Obesity Has Impact on Surgery for Patients and Health Systems

By Chris Adams

Dr. Robert Cima sees the impact of America’s obesity crisis in the operating rooms of Mayo Clinic, where changes range from the super-sized instruments doctors use to the XXL-size of patient beds.

It is an often-unexplored consequence of America’s obesity crisis – one that will only get worse in coming decades.

“It has changed and is changing the entire infrastructure of health care,” Cima told journalists at a National Press Foundation obesity training session.

By infrastructure, he means the actual buildings, which will need to be substantially strengthened as more and more patients tip the scales as obese or morbidly obese.
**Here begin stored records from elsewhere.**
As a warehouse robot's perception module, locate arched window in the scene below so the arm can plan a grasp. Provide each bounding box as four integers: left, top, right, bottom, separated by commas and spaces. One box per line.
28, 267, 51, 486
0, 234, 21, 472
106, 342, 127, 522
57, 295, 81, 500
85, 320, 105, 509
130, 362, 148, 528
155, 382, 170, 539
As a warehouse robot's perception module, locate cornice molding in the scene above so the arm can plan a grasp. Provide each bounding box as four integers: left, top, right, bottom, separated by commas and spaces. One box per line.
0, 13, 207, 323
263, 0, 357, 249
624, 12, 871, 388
While that retrofitting of America’s hospitals is happening in some places, most hospitals have yet to spend the money necessary to prepare for the bigger patients they are going to encounter.
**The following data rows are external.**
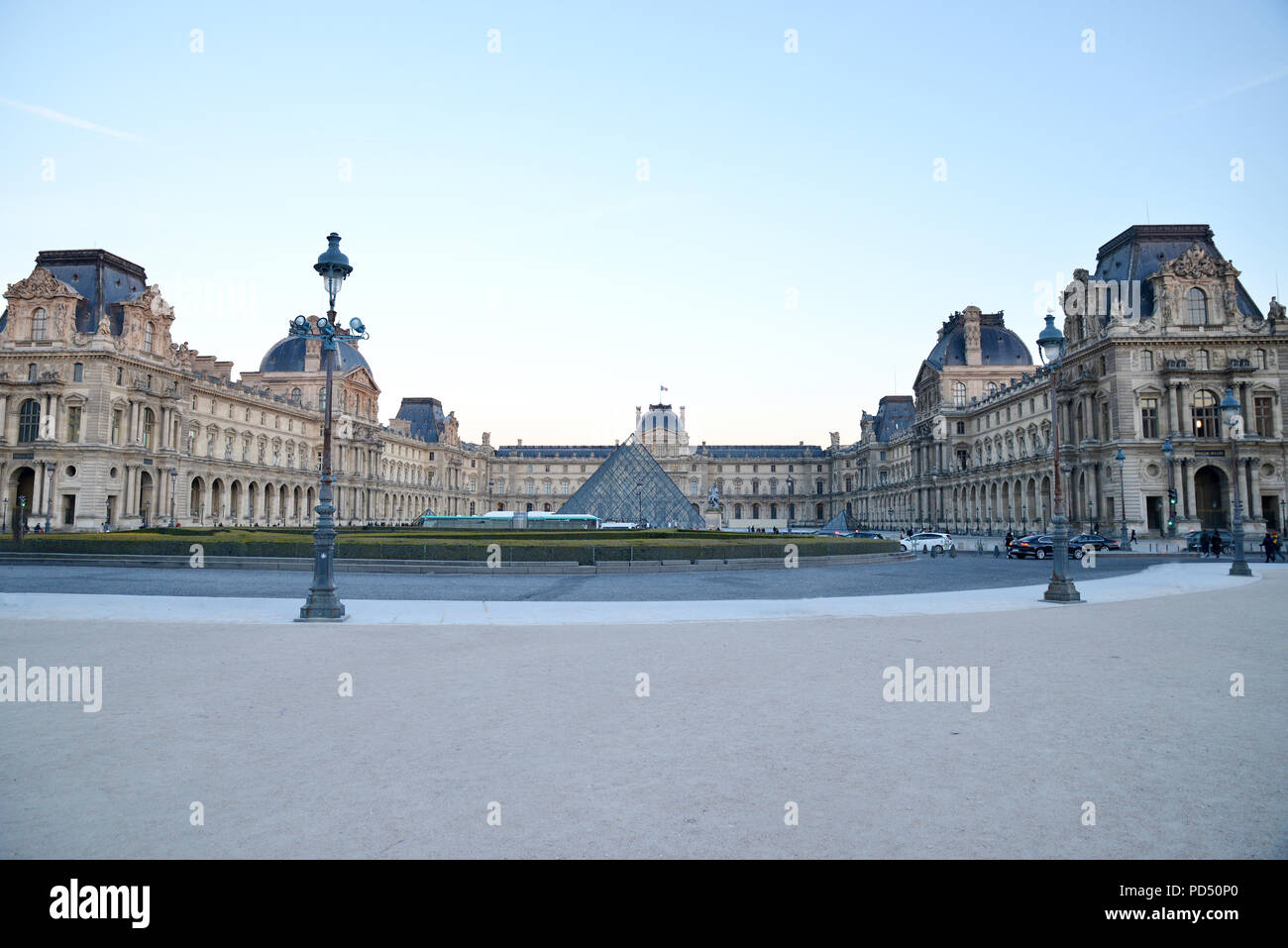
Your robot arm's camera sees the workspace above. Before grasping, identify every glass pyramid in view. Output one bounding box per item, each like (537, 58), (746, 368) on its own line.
(819, 510), (859, 533)
(559, 435), (705, 529)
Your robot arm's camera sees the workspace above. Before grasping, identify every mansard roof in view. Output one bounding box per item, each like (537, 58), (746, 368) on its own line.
(1091, 224), (1262, 316)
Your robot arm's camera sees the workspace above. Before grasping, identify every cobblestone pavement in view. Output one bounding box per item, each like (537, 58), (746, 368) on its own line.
(0, 553), (1211, 601)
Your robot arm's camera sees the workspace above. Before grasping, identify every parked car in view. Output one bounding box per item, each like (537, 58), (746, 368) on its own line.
(1069, 533), (1122, 550)
(1185, 529), (1234, 553)
(1006, 533), (1087, 559)
(899, 533), (953, 553)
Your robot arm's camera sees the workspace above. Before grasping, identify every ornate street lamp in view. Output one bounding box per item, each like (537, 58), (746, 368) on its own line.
(1038, 313), (1082, 603)
(291, 232), (369, 622)
(46, 461), (54, 533)
(1115, 445), (1130, 552)
(1221, 387), (1252, 576)
(1159, 435), (1176, 537)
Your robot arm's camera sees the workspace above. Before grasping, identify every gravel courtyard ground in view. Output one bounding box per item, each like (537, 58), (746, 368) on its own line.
(0, 565), (1288, 858)
(0, 554), (1185, 601)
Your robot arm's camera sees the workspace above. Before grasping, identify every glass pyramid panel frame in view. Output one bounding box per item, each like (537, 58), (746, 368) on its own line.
(559, 435), (705, 529)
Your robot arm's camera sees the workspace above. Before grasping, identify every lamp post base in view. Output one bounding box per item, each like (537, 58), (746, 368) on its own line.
(295, 605), (349, 622)
(1042, 579), (1082, 603)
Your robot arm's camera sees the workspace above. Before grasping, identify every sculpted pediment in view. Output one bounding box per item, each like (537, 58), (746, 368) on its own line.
(4, 266), (85, 300)
(1158, 244), (1239, 279)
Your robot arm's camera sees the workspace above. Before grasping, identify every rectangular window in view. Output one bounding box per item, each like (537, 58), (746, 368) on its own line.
(1252, 398), (1275, 438)
(1140, 398), (1158, 438)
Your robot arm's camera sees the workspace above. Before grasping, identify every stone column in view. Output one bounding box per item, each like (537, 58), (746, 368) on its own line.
(1244, 458), (1261, 520)
(31, 461), (46, 517)
(1180, 458), (1192, 520)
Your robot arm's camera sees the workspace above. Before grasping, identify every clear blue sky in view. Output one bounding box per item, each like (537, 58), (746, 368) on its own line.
(0, 0), (1288, 445)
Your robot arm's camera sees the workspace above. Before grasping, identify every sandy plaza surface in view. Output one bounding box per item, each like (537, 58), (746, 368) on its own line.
(0, 565), (1288, 858)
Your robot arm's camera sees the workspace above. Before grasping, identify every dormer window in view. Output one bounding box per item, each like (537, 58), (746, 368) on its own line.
(1185, 286), (1207, 326)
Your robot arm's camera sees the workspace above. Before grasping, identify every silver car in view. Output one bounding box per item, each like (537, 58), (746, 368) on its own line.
(899, 533), (953, 553)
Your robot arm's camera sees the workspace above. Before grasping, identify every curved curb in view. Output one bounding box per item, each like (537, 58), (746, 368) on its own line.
(0, 563), (1267, 631)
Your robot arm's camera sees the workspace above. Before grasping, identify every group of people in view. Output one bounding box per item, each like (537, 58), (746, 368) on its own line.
(1199, 529), (1283, 563)
(1199, 531), (1225, 559)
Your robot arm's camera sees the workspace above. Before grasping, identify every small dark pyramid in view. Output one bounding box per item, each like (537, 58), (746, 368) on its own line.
(559, 435), (705, 529)
(819, 510), (859, 533)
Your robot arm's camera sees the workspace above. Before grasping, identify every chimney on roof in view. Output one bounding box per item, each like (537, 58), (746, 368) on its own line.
(962, 306), (982, 366)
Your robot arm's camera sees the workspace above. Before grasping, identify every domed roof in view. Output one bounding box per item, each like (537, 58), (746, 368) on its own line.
(639, 404), (684, 433)
(926, 313), (1033, 369)
(259, 335), (376, 378)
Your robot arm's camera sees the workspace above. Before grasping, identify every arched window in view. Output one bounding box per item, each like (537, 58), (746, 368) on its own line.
(18, 398), (40, 445)
(1185, 286), (1207, 326)
(1193, 389), (1221, 438)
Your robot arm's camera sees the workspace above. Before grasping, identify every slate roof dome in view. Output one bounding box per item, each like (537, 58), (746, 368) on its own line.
(635, 404), (684, 434)
(259, 335), (376, 378)
(926, 313), (1033, 369)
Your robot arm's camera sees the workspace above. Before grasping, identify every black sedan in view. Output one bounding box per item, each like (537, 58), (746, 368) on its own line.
(1006, 533), (1082, 559)
(1185, 529), (1234, 553)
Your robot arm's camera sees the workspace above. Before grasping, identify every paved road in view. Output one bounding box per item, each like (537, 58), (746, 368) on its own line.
(0, 554), (1205, 601)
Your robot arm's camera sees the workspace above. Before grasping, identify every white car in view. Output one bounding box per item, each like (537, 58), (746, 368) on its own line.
(899, 533), (953, 553)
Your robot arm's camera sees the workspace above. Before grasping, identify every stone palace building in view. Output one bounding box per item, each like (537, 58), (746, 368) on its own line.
(0, 224), (1288, 536)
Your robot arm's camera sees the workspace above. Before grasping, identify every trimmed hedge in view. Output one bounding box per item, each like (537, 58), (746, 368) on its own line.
(0, 529), (899, 566)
Cima, who is the chair of surgical quality at Mayo, also explained obesity’s impact on his surgical instruments, which must be longer in order to work through the extra inches of visceral fat that heavier patients carry.

Outside the operating room, changes are apparent as well. Wheelchairs are wider to hold patients up to 450 pounds; doorways are wider, in order to get bigger beds through; specialized toilets are bolted into beams, to prevent accidents when patients are in the bathroom.

Hospital staff has to be organized differently as well. At some hospitals “lift teams” are employed to ease the burden on nurses who struggle to help larger patients.

This program is funded by Mayo Clinic. NPF is solely responsible for the content.